Dans sa région, il impulsa la création d’outils coopératifs déterminants, sans toutefois en devenir le gestionnaire. Socopa, Sica Centre Sud, puis, au niveau national, Interbev, la première configuration de l’Office des viandes (Onibev) sont largement le fruit de son initiative. Mais c’était avant tout un « politique » et organisateur syndical, plus intéressé par la conception que par la gestion. De sensibilité plutôt à gauche, du moins au début de sa carrière, il fit appel à un homme résolument à gauche, Pierre Mazeran, (ancien directeur de l’Institut technique bovin) pour être directeur de la FNB et de la CNE (Confédération nationale de l’élevage). C’est ensemble qu’ils ont relancé les organisations syndicales de l’élevage. Pierre Mazeran devint plus tard membre du cabinet d’Édith Cresson puis directeur de l’Office des viandes.

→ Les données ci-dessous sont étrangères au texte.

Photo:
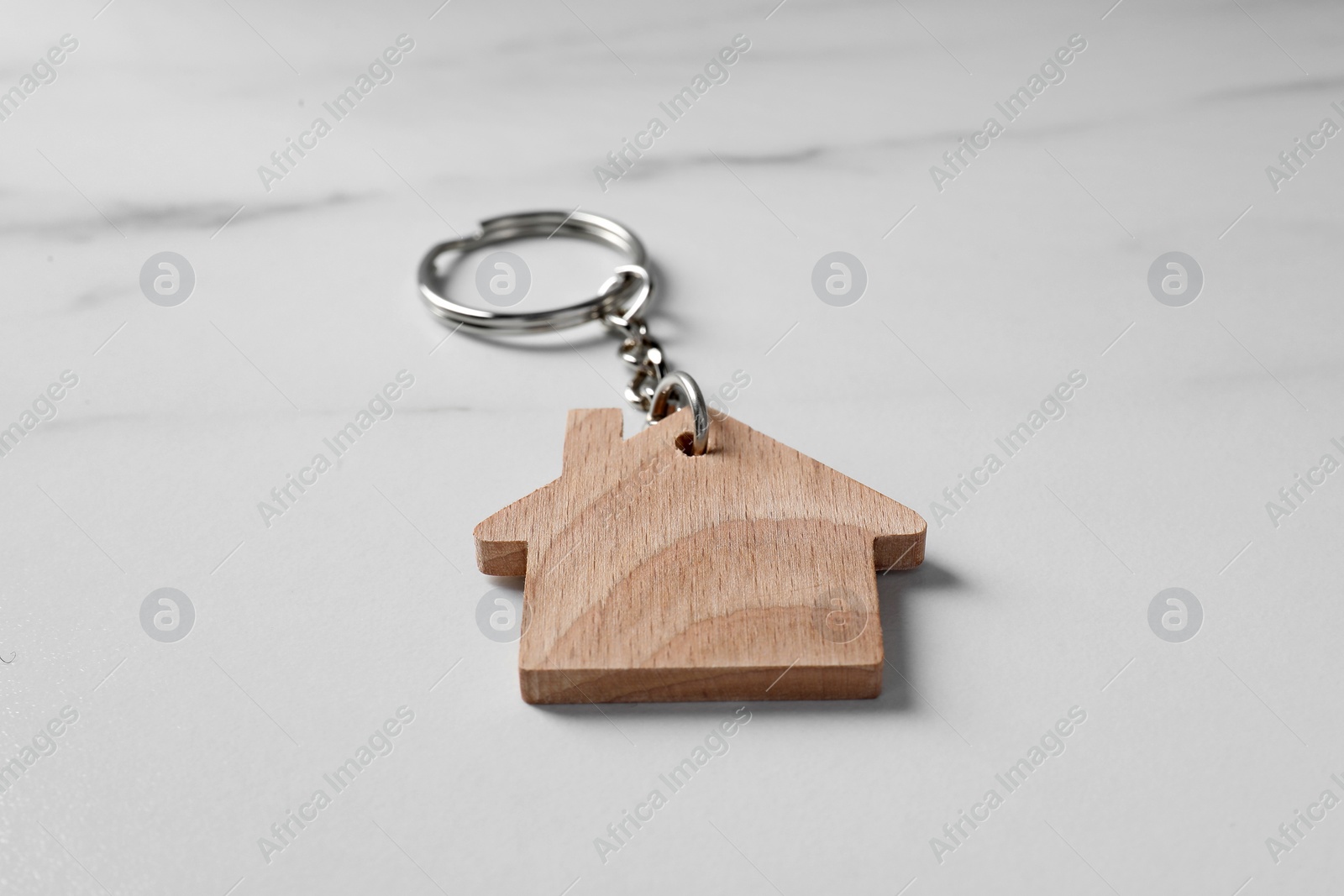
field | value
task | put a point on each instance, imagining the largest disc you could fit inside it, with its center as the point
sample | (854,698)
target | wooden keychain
(696,560)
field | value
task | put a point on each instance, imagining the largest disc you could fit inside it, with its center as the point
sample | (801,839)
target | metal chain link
(638,349)
(648,367)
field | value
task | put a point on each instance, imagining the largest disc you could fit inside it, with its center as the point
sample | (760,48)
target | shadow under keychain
(696,560)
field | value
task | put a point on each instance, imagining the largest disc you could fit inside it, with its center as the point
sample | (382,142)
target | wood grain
(743,574)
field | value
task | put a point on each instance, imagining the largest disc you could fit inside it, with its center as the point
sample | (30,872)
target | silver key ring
(622,297)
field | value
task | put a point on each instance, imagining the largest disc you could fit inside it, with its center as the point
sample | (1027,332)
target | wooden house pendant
(689,562)
(746,573)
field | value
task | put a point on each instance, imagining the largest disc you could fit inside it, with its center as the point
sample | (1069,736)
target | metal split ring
(694,399)
(620,305)
(622,300)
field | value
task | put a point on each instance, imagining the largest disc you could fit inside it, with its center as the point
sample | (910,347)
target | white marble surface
(1034,600)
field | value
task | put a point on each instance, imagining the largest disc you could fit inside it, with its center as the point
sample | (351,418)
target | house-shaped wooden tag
(743,574)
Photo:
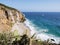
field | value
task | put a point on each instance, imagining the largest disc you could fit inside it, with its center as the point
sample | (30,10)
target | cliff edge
(11,19)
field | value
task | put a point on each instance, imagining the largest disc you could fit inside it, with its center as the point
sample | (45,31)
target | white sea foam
(41,33)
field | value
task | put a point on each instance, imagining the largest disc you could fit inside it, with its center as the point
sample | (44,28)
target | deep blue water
(45,20)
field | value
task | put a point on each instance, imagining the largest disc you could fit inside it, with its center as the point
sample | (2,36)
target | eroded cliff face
(8,17)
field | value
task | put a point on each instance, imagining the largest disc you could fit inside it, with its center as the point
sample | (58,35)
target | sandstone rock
(9,16)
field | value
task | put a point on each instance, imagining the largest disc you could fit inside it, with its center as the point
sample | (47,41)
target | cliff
(11,20)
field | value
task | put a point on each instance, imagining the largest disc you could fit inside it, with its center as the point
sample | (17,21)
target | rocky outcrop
(8,17)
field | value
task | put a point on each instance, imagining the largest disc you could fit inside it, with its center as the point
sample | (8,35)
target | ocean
(46,25)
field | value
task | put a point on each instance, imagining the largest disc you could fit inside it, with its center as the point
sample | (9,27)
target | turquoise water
(48,21)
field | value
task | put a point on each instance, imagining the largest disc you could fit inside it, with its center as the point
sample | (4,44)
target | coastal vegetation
(11,17)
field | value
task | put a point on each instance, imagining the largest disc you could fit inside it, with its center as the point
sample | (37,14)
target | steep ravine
(11,19)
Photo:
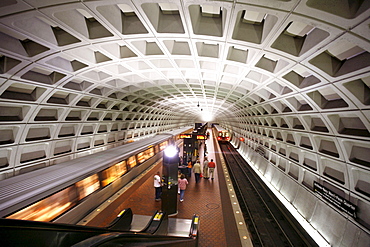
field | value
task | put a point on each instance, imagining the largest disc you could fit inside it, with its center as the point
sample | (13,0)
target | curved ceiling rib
(290,76)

Cette sensibilité n’empêcha pas Marcel Bruel d’être durablement séduit par les gaullistes, à commencer par Georges Pompidou et surtout par Jacques Chirac, jeune ministre de l’Agriculture à qui il lance un jour : « Vous êtes le Sully de l’agriculture ! » du nom de ce ministre d’Henri IV qui fut un des grands promoteurs de l’agriculture française. Il faut dire que le futur président de la République arrivait aux commandes de l’agriculture par une période de hausse exceptionnelle des prix de la viande. En tout cas, la formule restera.

Refus de la politique

« Marcel Bruel était un tribun formidable », se souvient Pierre Mazeran. De fait, il avait le sens de la formule choc, ajoutée à des discours qu’il n’écrivait pas lui-même (très rares sont les syndicalistes qui écrivent eux-mêmes leurs discours) mais qu’il savait rendre vivants, comme s’il les improvisait. Les témoins de cette époque ont encore en mémoire ces assemblées générales où Marcel Bruel enflammait les militants, non seulement en épinglant – sans excès – le pouvoir politique de l’époque, mais aussi en fixant des objectifs enthousiastes pour les éleveurs français. « Georges Pompidou aurait aimé qu’il se présente en 1967 », raconte encore Pierre Mazeran. Le président de la République le connaissait autant en voisin aveyronnais qu’en syndicaliste agricole. Mais Marcel Bruel, en dehors de sa mairie locale et contrairement à bon nombre de syndicalistes FNSEA (Michel Debatisse, Marcel Deneux, François Guillaume, Joseph Daul…) n’a pas voulu briguer de mandat électif. Son énergie, il la consacra à construire des organisations au service de l’élevage et des éleveurs.